First, while the most written-about musicians are also generally the most popular, there isn't a strict correlation.

Second, there is a vast difference between a decision-process of "if the sources provided show that this person is popular, they are notable" and "if three of the four Wikipedia editors surveyed like this person's music, they are notable".

1. You are both correct and incorrect. The most well written about musicians are the most popular by definition within the group of people who write about musicians. A) This does not mean that those musicians are popular within some sizeable portion of the general population. B) The preferences of the people writing about musicians (that wikipedia will accept as a source) are not guaranteed to be representative of the population at large, in fact I'd wager that essentially guaranteed to be not true at different points in time and for different genres.

Wikipedia is choosing to conflate the popularity of an artist amongst the writing group and the popularity in the broader public. And when the two groups disagree, they are choosing to go with those who write rather than with the broader public.

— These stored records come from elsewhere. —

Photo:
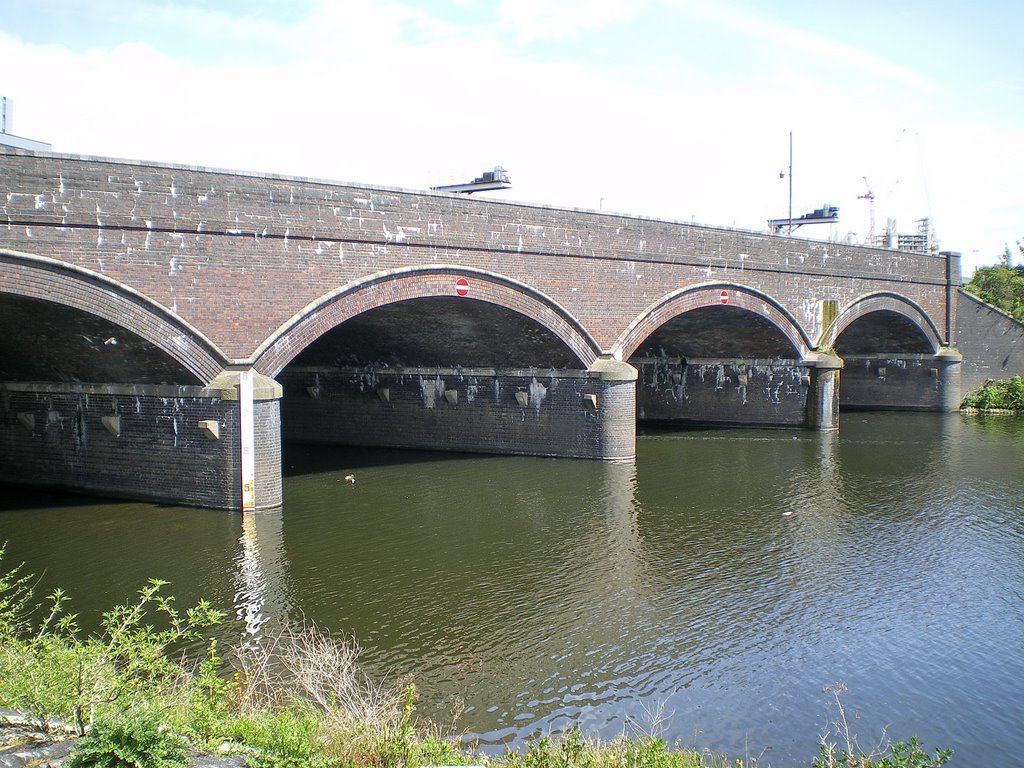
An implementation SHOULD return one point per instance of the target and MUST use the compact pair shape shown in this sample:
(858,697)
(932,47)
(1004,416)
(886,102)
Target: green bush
(899,755)
(134,739)
(1004,394)
(54,673)
(280,739)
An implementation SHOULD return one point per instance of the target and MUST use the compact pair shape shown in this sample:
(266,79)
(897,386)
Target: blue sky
(673,109)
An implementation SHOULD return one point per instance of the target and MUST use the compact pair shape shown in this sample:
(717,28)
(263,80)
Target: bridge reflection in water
(716,585)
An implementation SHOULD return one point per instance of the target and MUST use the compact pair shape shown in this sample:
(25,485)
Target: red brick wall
(238,257)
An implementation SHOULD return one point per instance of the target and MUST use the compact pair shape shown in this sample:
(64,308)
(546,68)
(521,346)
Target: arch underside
(696,323)
(417,318)
(883,324)
(67,324)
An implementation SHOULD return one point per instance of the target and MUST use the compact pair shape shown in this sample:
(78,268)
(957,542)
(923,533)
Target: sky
(668,109)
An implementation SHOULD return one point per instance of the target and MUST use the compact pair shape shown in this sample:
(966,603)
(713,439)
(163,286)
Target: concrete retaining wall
(741,392)
(563,413)
(165,443)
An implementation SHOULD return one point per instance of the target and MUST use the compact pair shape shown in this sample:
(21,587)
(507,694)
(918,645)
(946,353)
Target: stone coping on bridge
(428,193)
(570,373)
(946,354)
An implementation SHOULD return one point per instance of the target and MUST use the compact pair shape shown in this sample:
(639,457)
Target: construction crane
(869,197)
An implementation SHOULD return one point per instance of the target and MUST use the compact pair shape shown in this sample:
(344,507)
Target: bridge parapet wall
(206,244)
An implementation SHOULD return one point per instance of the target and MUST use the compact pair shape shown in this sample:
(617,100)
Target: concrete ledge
(609,370)
(225,386)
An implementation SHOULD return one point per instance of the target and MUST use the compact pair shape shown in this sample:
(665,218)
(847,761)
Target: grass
(997,394)
(297,698)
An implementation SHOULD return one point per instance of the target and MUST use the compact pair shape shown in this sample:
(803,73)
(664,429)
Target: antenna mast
(869,197)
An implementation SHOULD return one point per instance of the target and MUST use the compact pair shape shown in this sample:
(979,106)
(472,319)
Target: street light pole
(791,182)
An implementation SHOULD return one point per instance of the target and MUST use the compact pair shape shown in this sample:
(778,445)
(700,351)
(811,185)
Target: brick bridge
(166,327)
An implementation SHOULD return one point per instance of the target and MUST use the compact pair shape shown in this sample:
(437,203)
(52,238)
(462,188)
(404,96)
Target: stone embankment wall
(990,340)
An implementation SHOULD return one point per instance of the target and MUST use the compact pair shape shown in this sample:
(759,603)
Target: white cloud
(385,93)
(548,19)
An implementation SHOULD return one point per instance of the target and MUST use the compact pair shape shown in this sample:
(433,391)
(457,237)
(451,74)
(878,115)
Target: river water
(709,591)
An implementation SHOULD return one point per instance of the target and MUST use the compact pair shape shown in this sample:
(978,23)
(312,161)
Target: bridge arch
(391,287)
(711,295)
(30,278)
(886,303)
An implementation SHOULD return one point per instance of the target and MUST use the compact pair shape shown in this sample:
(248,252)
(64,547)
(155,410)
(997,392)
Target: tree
(1001,285)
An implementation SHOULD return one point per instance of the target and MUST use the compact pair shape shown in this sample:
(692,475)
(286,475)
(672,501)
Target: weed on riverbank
(297,697)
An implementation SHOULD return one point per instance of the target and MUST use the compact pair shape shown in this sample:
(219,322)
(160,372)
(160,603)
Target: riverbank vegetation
(137,694)
(1001,285)
(997,394)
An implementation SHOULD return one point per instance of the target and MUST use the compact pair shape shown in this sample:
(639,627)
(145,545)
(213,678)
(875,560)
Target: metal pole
(791,182)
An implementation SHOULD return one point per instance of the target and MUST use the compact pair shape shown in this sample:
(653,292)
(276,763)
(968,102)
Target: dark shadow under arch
(420,283)
(38,279)
(707,296)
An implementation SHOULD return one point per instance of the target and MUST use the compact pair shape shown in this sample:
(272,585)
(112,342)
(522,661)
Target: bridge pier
(902,381)
(566,413)
(170,443)
(739,391)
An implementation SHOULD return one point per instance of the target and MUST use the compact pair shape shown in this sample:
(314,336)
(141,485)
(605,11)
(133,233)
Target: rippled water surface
(711,589)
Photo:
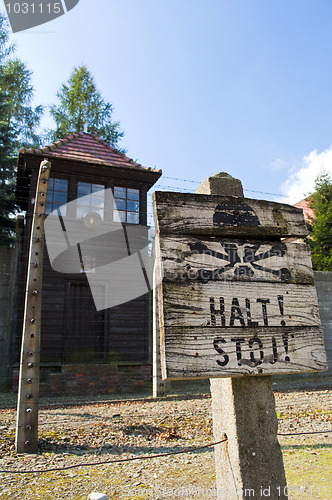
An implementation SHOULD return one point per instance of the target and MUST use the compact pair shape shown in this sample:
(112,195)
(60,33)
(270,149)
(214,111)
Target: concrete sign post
(236,300)
(28,392)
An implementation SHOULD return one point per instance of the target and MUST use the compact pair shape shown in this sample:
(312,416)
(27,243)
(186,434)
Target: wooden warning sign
(234,298)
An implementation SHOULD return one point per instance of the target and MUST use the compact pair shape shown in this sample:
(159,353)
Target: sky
(201,87)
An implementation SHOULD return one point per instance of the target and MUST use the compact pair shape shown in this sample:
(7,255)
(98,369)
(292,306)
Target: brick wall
(81,379)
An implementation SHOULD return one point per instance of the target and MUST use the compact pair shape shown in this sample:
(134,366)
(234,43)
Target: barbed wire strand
(131,459)
(192,449)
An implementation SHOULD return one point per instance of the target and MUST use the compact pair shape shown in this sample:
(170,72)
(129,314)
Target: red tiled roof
(307,211)
(87,148)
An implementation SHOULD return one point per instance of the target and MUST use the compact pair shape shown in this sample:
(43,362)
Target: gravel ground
(121,429)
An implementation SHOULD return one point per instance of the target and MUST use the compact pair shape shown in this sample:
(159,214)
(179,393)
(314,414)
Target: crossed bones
(240,259)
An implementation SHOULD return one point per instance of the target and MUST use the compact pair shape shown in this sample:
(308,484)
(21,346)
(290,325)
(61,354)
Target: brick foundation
(92,379)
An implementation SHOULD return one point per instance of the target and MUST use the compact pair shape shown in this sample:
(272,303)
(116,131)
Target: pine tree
(320,227)
(80,105)
(18,121)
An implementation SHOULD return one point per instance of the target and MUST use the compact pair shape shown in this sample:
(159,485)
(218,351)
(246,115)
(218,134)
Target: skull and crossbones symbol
(242,259)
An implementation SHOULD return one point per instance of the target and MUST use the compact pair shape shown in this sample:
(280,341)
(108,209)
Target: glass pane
(81,211)
(119,216)
(133,206)
(60,197)
(133,217)
(60,185)
(96,187)
(83,188)
(119,192)
(133,194)
(120,204)
(97,200)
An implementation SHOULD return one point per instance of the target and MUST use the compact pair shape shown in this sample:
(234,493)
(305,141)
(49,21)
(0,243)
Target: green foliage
(18,121)
(80,105)
(320,228)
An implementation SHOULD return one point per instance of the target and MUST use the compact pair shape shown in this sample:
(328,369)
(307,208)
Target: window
(93,201)
(126,205)
(57,195)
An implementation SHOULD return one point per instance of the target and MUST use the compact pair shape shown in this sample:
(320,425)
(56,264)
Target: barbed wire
(192,449)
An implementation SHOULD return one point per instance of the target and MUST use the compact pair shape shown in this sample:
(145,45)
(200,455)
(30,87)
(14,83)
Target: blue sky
(201,87)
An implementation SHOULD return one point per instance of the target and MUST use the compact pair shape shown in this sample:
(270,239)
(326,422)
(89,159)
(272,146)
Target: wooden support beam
(28,393)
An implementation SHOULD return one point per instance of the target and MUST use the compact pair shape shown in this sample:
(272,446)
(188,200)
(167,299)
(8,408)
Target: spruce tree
(320,227)
(18,121)
(81,105)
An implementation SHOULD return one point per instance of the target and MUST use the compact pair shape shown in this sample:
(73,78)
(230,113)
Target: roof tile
(87,148)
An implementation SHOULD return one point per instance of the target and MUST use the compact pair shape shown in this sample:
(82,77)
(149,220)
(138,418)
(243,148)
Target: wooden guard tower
(83,349)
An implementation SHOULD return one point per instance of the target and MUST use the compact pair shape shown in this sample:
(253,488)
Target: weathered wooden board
(233,304)
(212,215)
(234,299)
(215,352)
(188,258)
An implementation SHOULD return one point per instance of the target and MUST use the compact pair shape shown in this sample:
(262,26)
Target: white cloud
(300,183)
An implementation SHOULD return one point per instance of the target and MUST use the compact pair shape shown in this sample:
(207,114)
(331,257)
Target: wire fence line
(191,449)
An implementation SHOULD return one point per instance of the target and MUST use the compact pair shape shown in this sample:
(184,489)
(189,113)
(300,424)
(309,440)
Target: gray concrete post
(249,463)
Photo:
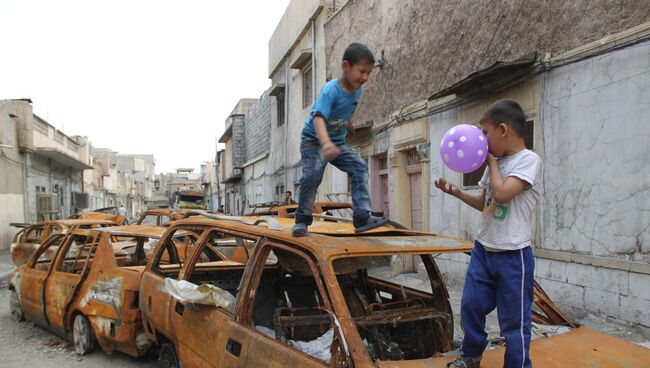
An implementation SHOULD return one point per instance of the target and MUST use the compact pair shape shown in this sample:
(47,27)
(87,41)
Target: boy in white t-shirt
(500,272)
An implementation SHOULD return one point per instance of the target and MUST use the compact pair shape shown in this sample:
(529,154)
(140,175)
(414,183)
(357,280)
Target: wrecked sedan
(329,299)
(87,290)
(101,215)
(287,210)
(158,216)
(26,241)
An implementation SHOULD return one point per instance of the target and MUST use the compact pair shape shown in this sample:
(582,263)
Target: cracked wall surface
(429,45)
(593,139)
(596,133)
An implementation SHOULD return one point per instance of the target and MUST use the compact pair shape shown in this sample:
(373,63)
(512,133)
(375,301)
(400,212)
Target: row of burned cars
(204,289)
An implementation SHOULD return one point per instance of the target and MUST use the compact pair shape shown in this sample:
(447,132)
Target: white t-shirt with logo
(508,226)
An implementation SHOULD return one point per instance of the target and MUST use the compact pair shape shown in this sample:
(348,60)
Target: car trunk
(579,348)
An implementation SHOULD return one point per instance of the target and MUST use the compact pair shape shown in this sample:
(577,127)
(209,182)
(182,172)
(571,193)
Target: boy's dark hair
(509,112)
(356,52)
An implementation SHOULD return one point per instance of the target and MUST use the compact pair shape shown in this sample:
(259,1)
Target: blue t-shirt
(336,106)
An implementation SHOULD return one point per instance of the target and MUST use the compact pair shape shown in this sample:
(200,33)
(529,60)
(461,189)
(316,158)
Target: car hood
(579,348)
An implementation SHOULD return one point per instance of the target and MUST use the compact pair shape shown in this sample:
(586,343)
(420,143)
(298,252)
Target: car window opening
(289,306)
(395,321)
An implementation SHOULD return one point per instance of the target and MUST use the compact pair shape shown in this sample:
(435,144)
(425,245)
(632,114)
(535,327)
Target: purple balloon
(464,148)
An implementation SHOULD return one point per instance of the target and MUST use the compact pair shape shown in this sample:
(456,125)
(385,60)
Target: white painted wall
(593,136)
(11,210)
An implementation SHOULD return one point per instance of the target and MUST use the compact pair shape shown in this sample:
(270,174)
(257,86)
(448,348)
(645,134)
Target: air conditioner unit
(80,200)
(46,203)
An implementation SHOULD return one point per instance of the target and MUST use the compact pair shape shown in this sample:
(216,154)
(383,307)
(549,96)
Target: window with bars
(279,105)
(41,127)
(307,87)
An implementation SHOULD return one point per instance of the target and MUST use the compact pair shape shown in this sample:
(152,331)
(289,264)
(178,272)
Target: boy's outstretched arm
(476,201)
(330,150)
(503,190)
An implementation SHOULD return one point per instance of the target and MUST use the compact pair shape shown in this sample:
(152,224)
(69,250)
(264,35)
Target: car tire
(82,335)
(14,306)
(167,357)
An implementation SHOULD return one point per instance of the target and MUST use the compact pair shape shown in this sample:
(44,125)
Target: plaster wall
(592,229)
(429,45)
(285,140)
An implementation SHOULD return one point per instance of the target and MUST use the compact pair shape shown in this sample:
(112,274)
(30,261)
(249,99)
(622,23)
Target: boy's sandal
(461,362)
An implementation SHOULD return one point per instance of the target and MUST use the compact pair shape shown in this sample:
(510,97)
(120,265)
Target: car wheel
(82,335)
(14,307)
(167,357)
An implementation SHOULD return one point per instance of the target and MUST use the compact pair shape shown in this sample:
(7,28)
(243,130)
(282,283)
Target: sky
(139,76)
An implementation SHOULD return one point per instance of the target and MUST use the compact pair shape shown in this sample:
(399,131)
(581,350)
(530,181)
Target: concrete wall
(258,126)
(597,193)
(11,177)
(592,234)
(429,45)
(285,140)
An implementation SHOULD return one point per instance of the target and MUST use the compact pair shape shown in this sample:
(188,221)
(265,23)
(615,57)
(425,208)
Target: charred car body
(27,240)
(318,301)
(87,290)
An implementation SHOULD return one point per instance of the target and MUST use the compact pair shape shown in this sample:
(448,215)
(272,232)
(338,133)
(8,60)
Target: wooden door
(416,201)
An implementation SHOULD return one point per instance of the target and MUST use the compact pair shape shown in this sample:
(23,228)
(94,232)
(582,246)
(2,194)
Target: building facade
(583,87)
(47,174)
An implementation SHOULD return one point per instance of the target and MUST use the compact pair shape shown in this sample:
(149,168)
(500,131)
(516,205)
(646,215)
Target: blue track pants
(503,280)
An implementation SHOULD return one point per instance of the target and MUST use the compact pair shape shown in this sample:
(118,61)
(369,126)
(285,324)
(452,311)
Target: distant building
(47,174)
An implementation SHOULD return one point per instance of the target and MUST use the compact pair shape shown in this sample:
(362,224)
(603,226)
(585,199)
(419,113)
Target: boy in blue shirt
(500,272)
(323,141)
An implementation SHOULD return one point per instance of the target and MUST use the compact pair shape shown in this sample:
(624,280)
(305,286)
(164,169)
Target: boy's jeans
(313,166)
(503,280)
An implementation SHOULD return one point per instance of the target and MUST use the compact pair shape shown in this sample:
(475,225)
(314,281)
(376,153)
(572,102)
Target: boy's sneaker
(299,230)
(373,222)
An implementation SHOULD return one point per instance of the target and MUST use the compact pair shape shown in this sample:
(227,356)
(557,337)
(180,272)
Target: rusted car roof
(134,230)
(331,239)
(80,222)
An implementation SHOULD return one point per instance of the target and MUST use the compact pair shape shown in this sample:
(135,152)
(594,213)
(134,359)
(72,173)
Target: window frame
(307,85)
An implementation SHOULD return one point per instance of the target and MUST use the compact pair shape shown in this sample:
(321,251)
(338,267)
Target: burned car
(102,214)
(324,300)
(160,216)
(26,241)
(87,290)
(287,210)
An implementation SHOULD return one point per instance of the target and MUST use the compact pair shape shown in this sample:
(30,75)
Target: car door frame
(244,310)
(152,281)
(30,286)
(61,287)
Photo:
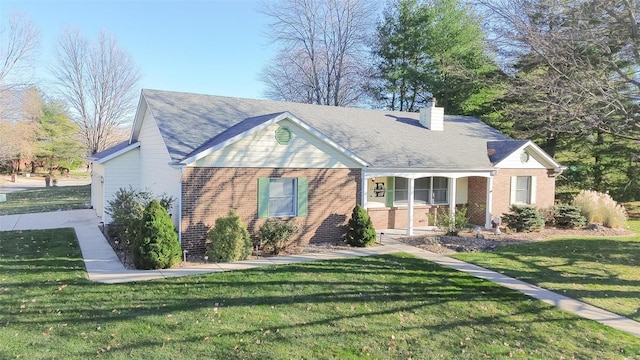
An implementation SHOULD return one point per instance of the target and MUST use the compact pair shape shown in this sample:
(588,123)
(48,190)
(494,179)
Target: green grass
(382,307)
(604,272)
(46,199)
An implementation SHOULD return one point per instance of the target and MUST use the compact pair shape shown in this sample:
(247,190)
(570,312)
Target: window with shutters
(280,197)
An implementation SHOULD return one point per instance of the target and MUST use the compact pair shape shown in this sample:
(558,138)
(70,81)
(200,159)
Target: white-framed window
(426,191)
(523,190)
(280,197)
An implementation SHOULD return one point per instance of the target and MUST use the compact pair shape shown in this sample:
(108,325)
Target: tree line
(564,73)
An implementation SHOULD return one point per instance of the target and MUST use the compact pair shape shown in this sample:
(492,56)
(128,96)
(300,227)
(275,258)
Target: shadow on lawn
(373,287)
(385,279)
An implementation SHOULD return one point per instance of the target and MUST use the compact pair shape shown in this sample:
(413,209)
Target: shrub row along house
(315,163)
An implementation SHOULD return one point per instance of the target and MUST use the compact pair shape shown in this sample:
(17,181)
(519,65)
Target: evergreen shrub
(157,246)
(524,219)
(360,231)
(276,233)
(229,239)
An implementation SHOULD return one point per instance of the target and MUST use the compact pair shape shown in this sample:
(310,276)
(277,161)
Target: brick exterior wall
(209,193)
(477,198)
(545,188)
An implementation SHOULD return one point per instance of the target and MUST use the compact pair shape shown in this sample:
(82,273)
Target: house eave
(115,154)
(550,161)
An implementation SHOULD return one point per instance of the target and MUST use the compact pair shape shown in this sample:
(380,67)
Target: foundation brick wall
(545,188)
(209,193)
(397,217)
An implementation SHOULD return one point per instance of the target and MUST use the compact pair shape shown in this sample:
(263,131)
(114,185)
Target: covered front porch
(408,199)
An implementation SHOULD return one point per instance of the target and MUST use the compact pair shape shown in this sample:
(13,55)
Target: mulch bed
(436,242)
(468,242)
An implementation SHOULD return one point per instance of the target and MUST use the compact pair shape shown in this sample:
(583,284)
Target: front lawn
(46,199)
(604,272)
(382,307)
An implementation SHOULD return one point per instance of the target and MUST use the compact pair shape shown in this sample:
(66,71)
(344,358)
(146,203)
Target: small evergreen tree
(524,219)
(361,232)
(158,246)
(230,240)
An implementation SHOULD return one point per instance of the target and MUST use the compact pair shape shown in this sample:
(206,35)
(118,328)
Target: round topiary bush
(158,246)
(361,232)
(229,239)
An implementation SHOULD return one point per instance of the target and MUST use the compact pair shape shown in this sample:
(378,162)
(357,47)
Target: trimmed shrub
(158,246)
(229,239)
(549,215)
(600,208)
(360,232)
(568,217)
(524,219)
(126,210)
(276,233)
(451,225)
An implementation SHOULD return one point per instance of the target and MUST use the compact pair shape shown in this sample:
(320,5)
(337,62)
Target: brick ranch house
(315,163)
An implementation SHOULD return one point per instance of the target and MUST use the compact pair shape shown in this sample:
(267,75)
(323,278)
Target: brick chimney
(432,117)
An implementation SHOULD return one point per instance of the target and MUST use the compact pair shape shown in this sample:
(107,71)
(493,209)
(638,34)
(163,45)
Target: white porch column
(489,214)
(410,206)
(365,191)
(452,197)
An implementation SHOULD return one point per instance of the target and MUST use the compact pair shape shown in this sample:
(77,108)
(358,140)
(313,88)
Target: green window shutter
(263,198)
(303,196)
(391,191)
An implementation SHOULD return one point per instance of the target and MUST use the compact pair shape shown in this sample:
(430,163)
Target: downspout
(180,205)
(411,190)
(489,201)
(364,187)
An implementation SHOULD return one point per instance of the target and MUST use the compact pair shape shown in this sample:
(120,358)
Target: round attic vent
(283,135)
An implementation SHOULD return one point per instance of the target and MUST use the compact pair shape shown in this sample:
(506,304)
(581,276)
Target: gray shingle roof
(110,151)
(384,139)
(499,150)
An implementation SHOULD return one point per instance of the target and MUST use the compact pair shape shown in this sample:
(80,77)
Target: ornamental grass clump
(157,246)
(361,232)
(600,208)
(229,239)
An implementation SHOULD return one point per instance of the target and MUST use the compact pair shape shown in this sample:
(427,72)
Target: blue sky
(208,46)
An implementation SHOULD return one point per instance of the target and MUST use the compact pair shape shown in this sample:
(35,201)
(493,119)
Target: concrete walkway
(104,266)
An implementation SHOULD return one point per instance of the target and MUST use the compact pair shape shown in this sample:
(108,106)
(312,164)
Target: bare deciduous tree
(99,83)
(19,130)
(323,55)
(19,43)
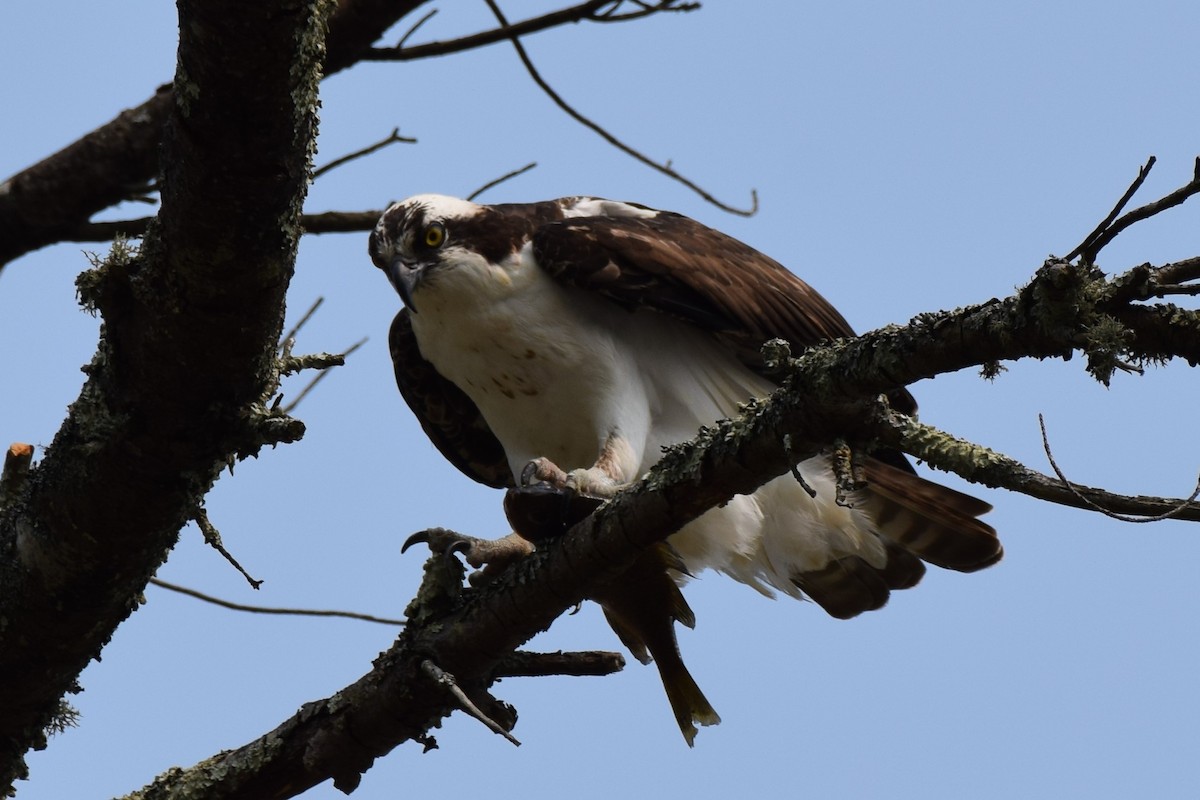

2. This isn't about "the sources provided shot that he's popular", it's do we acknowledge that their contribution is defined as popular. Dragon Ball Z is/was an incredibly popular and influential anime.

I guess all it takes now is for someone at WIRED who loved Dragon Ball Z to publish an article or two about them and they suddenly become notable.

I was about to post this.
Not exactly. A musician who is very popular but for whom there is not significant coverage in reliable independent sources would likely not meet the notability requirements.
If the policy is “you must feature in Grove’s”, Wikipedia becomes even more derivative than it already is.
As it was always intended be. Secondary sources only, no original research.
> It wouldn't be entirely unfair to say that Wikipedia's policies are designed to keep people like Mr. Gioia off the site and out of the decision making process.

Why? Who is he and what has he done that might make Wikipedia dislike him?

Ted Gioia is a prolific author on jazz musicology and history; I have several of his books and find them to be informative and entertaining.